Then Rawdon took out of his pocket the little pocket-book which he
had discovered in Becky's desk, and from which he drew a bundle of
the notes which it contained. "Here's six hundred," he said - "you
didn't know I was so rich. I want you to give the money to Briggs,
who lent it to us - and who was kind to the boy - and I've always felt
ashamed of having taken the poor old woman's money. And here's some
more - I've only kept back a few pounds - which Becky may as well
have, to get on with." As he spoke he took hold of the other notes
to give to his brother, but his hands shook, and he was so agitated
that the pocket-book fell from him, and out of it the thousand-pound
note which had been the last of the unlucky Becky's winnings.

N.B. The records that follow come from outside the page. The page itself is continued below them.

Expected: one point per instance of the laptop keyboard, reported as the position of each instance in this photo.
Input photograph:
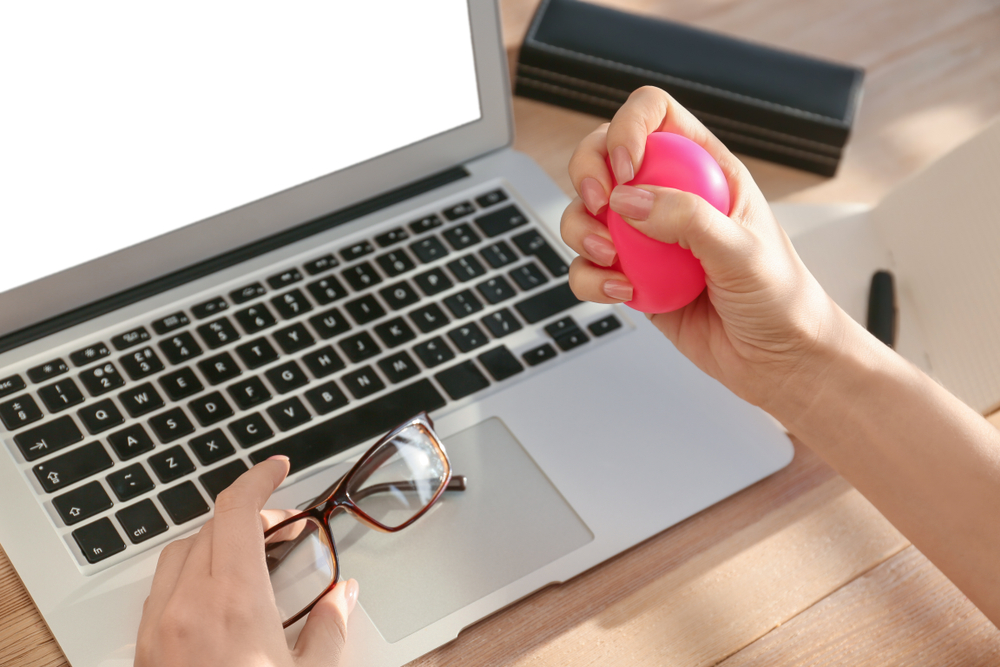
(132, 437)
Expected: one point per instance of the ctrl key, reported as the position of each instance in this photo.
(98, 540)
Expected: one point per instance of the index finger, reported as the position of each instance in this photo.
(238, 539)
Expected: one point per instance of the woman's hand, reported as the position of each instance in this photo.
(211, 602)
(763, 318)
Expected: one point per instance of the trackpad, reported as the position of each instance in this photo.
(508, 523)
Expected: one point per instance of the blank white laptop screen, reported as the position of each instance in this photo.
(146, 130)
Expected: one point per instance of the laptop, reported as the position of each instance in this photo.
(230, 233)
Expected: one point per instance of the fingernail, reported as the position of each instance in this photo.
(631, 202)
(351, 593)
(621, 164)
(592, 193)
(618, 289)
(601, 250)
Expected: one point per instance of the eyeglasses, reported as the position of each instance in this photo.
(392, 485)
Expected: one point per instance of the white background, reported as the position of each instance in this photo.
(123, 120)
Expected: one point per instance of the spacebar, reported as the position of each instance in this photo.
(362, 423)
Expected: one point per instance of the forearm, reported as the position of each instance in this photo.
(928, 462)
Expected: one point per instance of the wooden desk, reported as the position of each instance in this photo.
(798, 569)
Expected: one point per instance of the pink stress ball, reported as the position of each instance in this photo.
(665, 276)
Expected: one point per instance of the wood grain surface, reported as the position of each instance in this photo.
(798, 569)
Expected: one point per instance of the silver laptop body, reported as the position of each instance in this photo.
(428, 273)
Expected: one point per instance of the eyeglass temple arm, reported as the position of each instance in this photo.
(277, 555)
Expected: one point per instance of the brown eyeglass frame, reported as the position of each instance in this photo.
(336, 498)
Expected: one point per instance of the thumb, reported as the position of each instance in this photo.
(324, 635)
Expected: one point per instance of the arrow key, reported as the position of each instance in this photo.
(81, 504)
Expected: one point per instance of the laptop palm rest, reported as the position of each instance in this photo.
(509, 522)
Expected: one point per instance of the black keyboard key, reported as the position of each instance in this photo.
(459, 210)
(329, 323)
(359, 249)
(48, 370)
(498, 222)
(99, 540)
(90, 354)
(327, 290)
(141, 521)
(256, 353)
(365, 309)
(466, 268)
(499, 254)
(218, 333)
(183, 502)
(171, 322)
(171, 464)
(359, 347)
(141, 400)
(287, 377)
(434, 352)
(501, 323)
(429, 318)
(130, 482)
(131, 442)
(500, 363)
(208, 308)
(429, 249)
(361, 276)
(130, 338)
(250, 430)
(255, 318)
(326, 398)
(141, 363)
(248, 293)
(170, 425)
(10, 385)
(82, 503)
(391, 237)
(100, 416)
(210, 409)
(395, 262)
(48, 438)
(462, 380)
(363, 382)
(289, 413)
(180, 348)
(60, 395)
(19, 412)
(211, 447)
(468, 337)
(291, 304)
(354, 426)
(462, 304)
(491, 198)
(321, 264)
(461, 236)
(323, 362)
(284, 279)
(71, 467)
(395, 332)
(548, 303)
(181, 384)
(539, 354)
(220, 368)
(425, 224)
(218, 480)
(294, 338)
(604, 325)
(399, 367)
(399, 295)
(248, 393)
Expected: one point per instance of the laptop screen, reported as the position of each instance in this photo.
(132, 120)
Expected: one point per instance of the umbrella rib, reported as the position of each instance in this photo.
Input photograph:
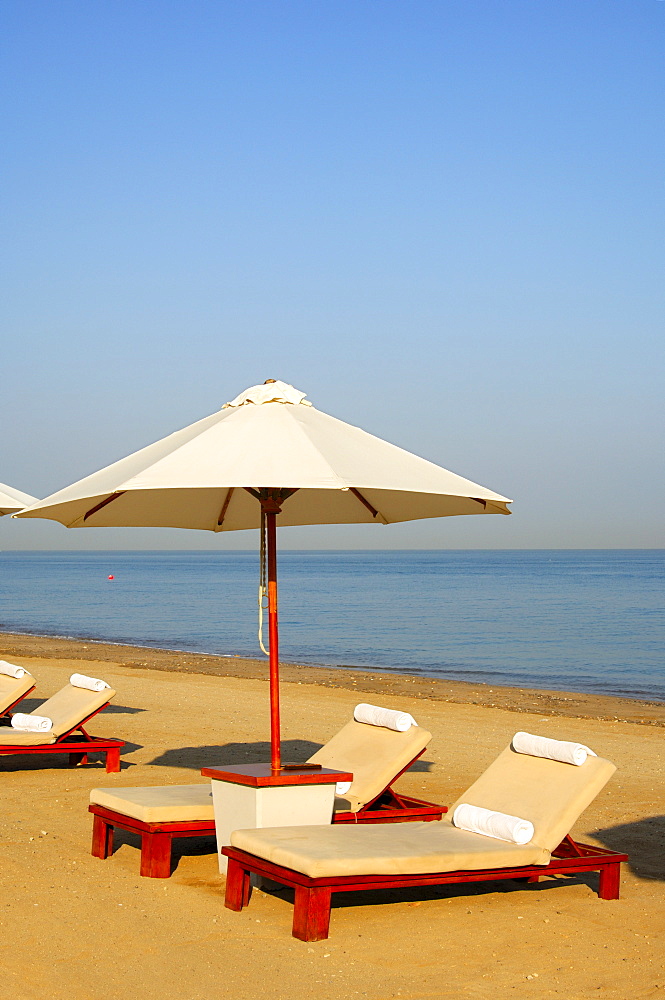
(225, 506)
(93, 510)
(373, 511)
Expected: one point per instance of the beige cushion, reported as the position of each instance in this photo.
(71, 705)
(12, 688)
(65, 709)
(158, 804)
(14, 738)
(383, 849)
(550, 794)
(374, 755)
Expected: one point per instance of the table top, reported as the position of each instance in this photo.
(262, 775)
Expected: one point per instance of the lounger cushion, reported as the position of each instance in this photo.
(383, 849)
(374, 756)
(550, 794)
(71, 706)
(15, 738)
(159, 804)
(12, 688)
(66, 709)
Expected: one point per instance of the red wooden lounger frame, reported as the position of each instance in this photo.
(311, 912)
(8, 711)
(387, 807)
(78, 747)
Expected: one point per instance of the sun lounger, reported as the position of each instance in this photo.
(13, 690)
(375, 756)
(69, 711)
(319, 860)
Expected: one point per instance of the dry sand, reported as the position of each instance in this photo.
(79, 928)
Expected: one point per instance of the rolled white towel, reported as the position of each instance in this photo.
(91, 683)
(12, 670)
(542, 746)
(372, 715)
(31, 723)
(500, 826)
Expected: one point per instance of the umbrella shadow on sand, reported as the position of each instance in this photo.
(642, 841)
(293, 751)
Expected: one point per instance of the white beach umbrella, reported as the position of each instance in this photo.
(267, 454)
(12, 500)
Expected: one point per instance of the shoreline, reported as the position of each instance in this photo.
(555, 703)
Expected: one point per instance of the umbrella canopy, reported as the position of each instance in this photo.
(197, 477)
(12, 500)
(267, 454)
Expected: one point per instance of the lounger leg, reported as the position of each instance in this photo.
(156, 855)
(102, 838)
(238, 886)
(608, 884)
(311, 913)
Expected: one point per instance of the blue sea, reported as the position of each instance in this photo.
(577, 620)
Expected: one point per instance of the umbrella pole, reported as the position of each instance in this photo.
(275, 749)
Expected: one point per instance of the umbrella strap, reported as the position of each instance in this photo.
(263, 578)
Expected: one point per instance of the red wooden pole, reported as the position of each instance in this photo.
(275, 748)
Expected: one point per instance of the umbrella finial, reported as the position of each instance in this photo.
(272, 391)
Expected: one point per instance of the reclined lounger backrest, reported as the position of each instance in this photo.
(12, 688)
(550, 794)
(373, 754)
(70, 706)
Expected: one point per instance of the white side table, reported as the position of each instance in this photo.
(252, 796)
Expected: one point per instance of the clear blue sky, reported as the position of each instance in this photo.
(442, 220)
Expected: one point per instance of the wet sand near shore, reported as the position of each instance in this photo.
(558, 703)
(78, 928)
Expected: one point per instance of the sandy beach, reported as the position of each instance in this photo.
(79, 928)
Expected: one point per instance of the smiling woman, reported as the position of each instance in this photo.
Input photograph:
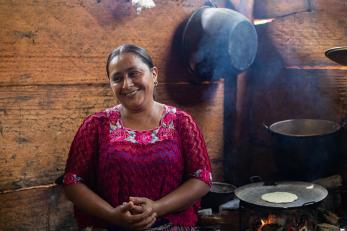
(140, 165)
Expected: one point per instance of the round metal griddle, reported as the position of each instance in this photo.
(307, 193)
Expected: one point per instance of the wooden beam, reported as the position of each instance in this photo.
(279, 8)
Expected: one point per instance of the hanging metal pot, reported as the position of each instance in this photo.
(338, 55)
(306, 149)
(218, 41)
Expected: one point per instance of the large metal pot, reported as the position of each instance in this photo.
(306, 149)
(218, 41)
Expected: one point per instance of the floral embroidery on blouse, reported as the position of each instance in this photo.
(71, 179)
(166, 129)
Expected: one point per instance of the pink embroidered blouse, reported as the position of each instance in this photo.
(117, 162)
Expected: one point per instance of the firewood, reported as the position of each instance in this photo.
(327, 227)
(330, 182)
(329, 216)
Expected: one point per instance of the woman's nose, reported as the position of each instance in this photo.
(127, 82)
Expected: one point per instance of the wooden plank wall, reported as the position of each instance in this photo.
(52, 74)
(52, 58)
(291, 77)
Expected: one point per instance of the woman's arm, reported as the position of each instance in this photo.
(88, 201)
(178, 200)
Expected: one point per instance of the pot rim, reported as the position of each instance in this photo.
(231, 188)
(334, 127)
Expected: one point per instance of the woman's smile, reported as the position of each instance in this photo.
(129, 93)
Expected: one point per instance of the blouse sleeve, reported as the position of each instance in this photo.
(197, 162)
(82, 154)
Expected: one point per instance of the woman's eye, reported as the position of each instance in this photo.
(134, 73)
(116, 78)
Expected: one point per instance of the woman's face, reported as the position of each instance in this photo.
(132, 81)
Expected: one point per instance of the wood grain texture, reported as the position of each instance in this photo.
(279, 8)
(48, 42)
(39, 122)
(301, 39)
(36, 209)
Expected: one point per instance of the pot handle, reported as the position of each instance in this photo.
(343, 122)
(255, 179)
(308, 203)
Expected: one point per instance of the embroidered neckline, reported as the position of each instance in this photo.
(118, 132)
(163, 114)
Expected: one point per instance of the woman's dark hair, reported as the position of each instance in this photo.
(130, 48)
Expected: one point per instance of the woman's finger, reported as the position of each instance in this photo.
(126, 207)
(139, 217)
(138, 200)
(148, 222)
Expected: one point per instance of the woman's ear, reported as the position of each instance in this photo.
(155, 73)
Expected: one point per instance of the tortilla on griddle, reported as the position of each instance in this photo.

Pitt stooped and picked them up, amazed at so much wealth. "Not
that," Rawdon said. "I hope to put a bullet into the man whom that
belongs to." He had thought to himself, it would be a fine revenge
to wrap a ball in the note and kill Steyne with it.

After this colloquy the brothers once more shook hands and parted.
Lady Jane had heard of the Colonel's arrival, and was waiting for
her husband in the adjoining dining-room, with female instinct,
auguring evil. The door of the dining-room happened to be left
open, and the lady of course was issuing from it as the two brothers
passed out of the study. She held out her hand to Rawdon and said
she was glad he was come to breakfast, though she could perceive, by
his haggard unshorn face and the dark looks of her husband, that
there was very little question of breakfast between them. Rawdon
muttered some excuses about an engagement, squeezing hard the timid
little hand which his sister-in-law reached out to him. Her
imploring eyes could read nothing but calamity in his face, but he
went away without another word. Nor did Sir Pitt vouchsafe her any
explanation. The children came up to salute him, and he kissed them
in his usual frigid manner. The mother took both of them close to
herself, and held a hand of each of them as they knelt down to
prayers, which Sir Pitt read to them, and to the servants in their
Sunday suits or liveries, ranged upon chairs on the other side of
the hissing tea-urn. Breakfast was so late that day, in consequence
of the delays which had occurred, that the church-bells began to
ring whilst they were sitting over their meal; and Lady Jane was too
ill, she said, to go to church, though her thoughts had been
entirely astray during the period of family devotion.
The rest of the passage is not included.